Hot restart Python wrapper
Typically, Envoy will be hot restarted for config changes and binary updates. However, in many cases, users will wish to use a standard process manager such as monit, runit, etc. We provide /restarter/hot-restarter.py to make this straightforward.
The restarter is invoked like so:
hot-restarter.py start_envoy.sh
start_envoy.sh
might be defined like so (using salt/jinja like syntax):
#!/bin/bash
ulimit -n {{ pillar.get('envoy_max_open_files', '102400') }}
sysctl fs.inotify.max_user_watches={{ pillar.get('envoy_max_inotify_watches', '524288') }}
exec /usr/sbin/envoy -c /etc/envoy/envoy.cfg --restart-epoch $RESTART_EPOCH --service-cluster {{ grains['cluster_name'] }} --service-node {{ grains['service_node'] }} --service-zone {{ grains.get('ec2_availability-zone', 'unknown') }}
Note on inotify.max_user_watches
: If Envoy is being configured to watch many files for configuration in a directory
on a Linux machine, increase this value as Linux enforces limits on the maximum number of files that can be watched.

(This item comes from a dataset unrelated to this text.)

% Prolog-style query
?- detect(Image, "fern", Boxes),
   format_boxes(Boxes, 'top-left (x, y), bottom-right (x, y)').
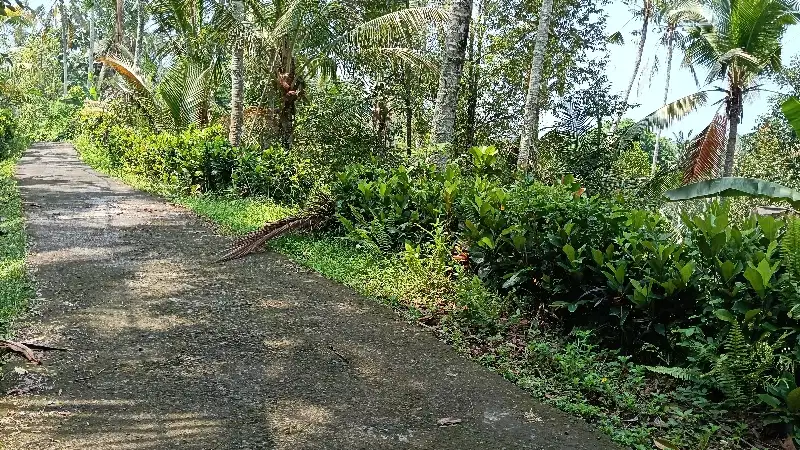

The RESTART_EPOCH environment variable is set by the restarter on each restart and must be passed
to the --restart-epoch
option.
Warning
Special care must be taken if you wish to use the --use-dynamic-base-id
option. That
flag may only be set when the RESTART_EPOCH is 0 and your start_envoy.sh must obtain the
chosen base ID (via --base-id-path
), store it, and use it as the --base-id
value on subsequent invocations (when RESTART_EPOCH is greater than 0).
The restarter handles the following signals:
SIGTERM or SIGINT (Ctrl-C): Will cleanly terminate all child processes and exit.
SIGHUP: Will hot restart by re-invoking whatever is passed as the first argument to the hot restart script.
SIGCHLD: If any of the child processes shut down unexpectedly, the restart script will shut everything down and exit to avoid being in an unexpected state. The controlling process manager should then restart the restarter script to start Envoy again.
SIGUSR1: Will be forwarded to Envoy as a signal to reopen all access logs. This is used for atomic move and reopen log rotation.